HECFranceInter Figaro

04.04.16

Serait-ce un printemps économique ? Le projet de loi El Khomri, consacré à la réforme du code du travail, contribue-t-il à améliorer l’état d’esprit des cadres concernant l’avenir économique de la France ? De fait, cette nouvelle livraison du « Baro éco » Viavoice – HEC – Le Figaro – France Inter révèle une nette amélioration du « moral des cadres ». Mais cette amélioration s’explique davantage par un regain de confiance en matière de conjoncture et d’emploi, et moins par les effets attendus du projet de loi El Khomri.
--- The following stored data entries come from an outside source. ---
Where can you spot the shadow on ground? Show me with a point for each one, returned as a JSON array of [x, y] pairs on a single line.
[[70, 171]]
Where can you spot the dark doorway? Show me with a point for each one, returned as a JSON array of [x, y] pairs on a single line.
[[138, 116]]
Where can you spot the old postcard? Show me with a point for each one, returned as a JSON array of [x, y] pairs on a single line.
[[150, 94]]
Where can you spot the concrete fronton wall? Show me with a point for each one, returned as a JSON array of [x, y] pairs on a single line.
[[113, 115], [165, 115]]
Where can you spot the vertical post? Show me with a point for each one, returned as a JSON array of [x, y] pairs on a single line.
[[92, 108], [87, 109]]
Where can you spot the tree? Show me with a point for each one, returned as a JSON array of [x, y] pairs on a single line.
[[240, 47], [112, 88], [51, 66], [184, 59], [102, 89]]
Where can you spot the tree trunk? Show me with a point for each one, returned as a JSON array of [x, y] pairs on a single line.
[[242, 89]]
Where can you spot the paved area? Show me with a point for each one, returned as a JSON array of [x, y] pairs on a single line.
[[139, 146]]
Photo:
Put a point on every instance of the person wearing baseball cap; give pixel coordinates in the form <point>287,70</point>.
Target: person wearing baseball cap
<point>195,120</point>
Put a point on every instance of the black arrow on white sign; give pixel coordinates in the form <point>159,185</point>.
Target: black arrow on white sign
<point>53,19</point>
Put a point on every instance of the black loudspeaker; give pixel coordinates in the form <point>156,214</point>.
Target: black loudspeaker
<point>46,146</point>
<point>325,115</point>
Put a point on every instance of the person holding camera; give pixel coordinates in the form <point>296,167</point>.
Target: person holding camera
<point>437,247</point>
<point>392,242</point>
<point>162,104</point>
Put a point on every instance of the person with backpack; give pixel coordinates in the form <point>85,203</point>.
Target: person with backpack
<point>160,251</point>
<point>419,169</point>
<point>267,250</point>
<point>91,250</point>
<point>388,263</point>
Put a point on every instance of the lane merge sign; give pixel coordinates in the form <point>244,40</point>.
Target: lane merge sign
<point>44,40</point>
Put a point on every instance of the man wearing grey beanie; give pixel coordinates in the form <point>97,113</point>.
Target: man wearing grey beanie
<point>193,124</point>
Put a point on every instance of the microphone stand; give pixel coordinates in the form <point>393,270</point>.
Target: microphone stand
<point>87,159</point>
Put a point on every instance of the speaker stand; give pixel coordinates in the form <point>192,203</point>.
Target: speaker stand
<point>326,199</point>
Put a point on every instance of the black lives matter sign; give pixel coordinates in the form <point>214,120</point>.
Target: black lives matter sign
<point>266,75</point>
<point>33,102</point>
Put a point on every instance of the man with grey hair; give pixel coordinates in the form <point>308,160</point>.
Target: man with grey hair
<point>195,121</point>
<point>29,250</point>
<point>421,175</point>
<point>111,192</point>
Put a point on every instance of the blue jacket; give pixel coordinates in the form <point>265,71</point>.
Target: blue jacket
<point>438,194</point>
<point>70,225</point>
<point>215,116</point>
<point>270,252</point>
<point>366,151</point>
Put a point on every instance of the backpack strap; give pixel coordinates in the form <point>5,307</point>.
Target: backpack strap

 Le moral des cadres connaît un net regain (+8 points), évoluant de l’indice -35 le mois dernier, à l’indice -27 ce mois-ci. À la faveur de cette évolution forte, l’indice retrouve un niveau qu’il n’avait pas connu depuis cinq ans, début 2011. Cette progression procède d’inquiétudes moins importantes pour l’avenir, notamment en matière d’emploi : 46 % des cadres estiment que le « nombre de chômeurs en France augmentera » au cours des mois qui viennent, contre 62 % le mois dernier (-16 points).
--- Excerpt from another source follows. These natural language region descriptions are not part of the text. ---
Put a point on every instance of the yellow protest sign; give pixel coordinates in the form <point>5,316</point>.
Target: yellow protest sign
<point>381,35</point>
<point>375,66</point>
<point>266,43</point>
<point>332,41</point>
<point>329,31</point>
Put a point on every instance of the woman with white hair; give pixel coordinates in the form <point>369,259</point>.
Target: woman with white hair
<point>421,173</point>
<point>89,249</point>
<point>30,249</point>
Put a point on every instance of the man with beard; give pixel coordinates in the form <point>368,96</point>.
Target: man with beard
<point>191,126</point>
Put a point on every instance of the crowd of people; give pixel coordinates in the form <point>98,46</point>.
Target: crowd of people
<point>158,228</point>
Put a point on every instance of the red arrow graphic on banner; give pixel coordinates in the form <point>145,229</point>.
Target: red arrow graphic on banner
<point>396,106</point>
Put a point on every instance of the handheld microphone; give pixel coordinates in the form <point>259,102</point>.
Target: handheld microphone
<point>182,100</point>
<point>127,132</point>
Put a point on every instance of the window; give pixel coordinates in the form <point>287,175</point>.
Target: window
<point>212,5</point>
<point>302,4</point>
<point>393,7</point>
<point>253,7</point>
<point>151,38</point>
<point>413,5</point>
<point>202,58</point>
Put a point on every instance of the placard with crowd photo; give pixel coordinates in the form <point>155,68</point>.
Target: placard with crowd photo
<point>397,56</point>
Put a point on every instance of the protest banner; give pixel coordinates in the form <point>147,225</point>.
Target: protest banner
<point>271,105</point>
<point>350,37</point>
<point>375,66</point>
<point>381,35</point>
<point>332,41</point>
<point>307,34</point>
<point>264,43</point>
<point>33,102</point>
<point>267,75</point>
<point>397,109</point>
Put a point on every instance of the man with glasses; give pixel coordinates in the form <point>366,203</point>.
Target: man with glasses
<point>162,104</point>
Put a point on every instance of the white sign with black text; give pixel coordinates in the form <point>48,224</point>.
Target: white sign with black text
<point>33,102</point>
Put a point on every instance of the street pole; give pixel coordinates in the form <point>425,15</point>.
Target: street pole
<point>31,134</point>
Cette nette amélioration des anticipations peut surprendre après la publication des données concernant le mois de février, constatant une hausse du nombre de demandeurs d’emploi de catégorie A (38 400 personnes supplémentaires).

Plus profondément un faisceau de facteurs autorise un repli des inquiétudes :

- En tendance, plusieurs baisses du nombre de demandeurs d’emploi sont survenues ces derniers mois : - 17 700 en septembre, - 10 500 en novembre, -27 900 en janvier (source : Dares) ;

- Le climat de ce début d’année 2016 présente des signes d’amélioration, certes modérés mais significatifs : croissance attendue de 0,4 % sur les deux premiers trimestres, reprise de la consommation (notamment en raison d’une inflation nulle), progression du taux de marge des entreprises et de l’investissement (note Insee, mars 2016). Scepticisme concernant le projet de loi El Khomri (ou l’idée perdue de la synthèse). En revanche, les cadres affichent un fort scepticisme concernant le projet de réforme du code du travail (projet de loi El Khomri) :

- En termes macroéconomiques, 62 % des cadres pensent que cette réforme du droit du travail n’aura pas d’ « impact positif sur l’activité économique de la France », et 66 % qu’elle ne « favorisera pas la création d’emplois en France » ;

- En termes microéconomiques, 75 % des cadres du secteur privé estiment qu’elle n’aura pas d’« impact positif sur l’activité économique » de leur « entreprise », et 78 % qu’elle ne « favorisera pas la création d’emploi » dans leur « entreprise ».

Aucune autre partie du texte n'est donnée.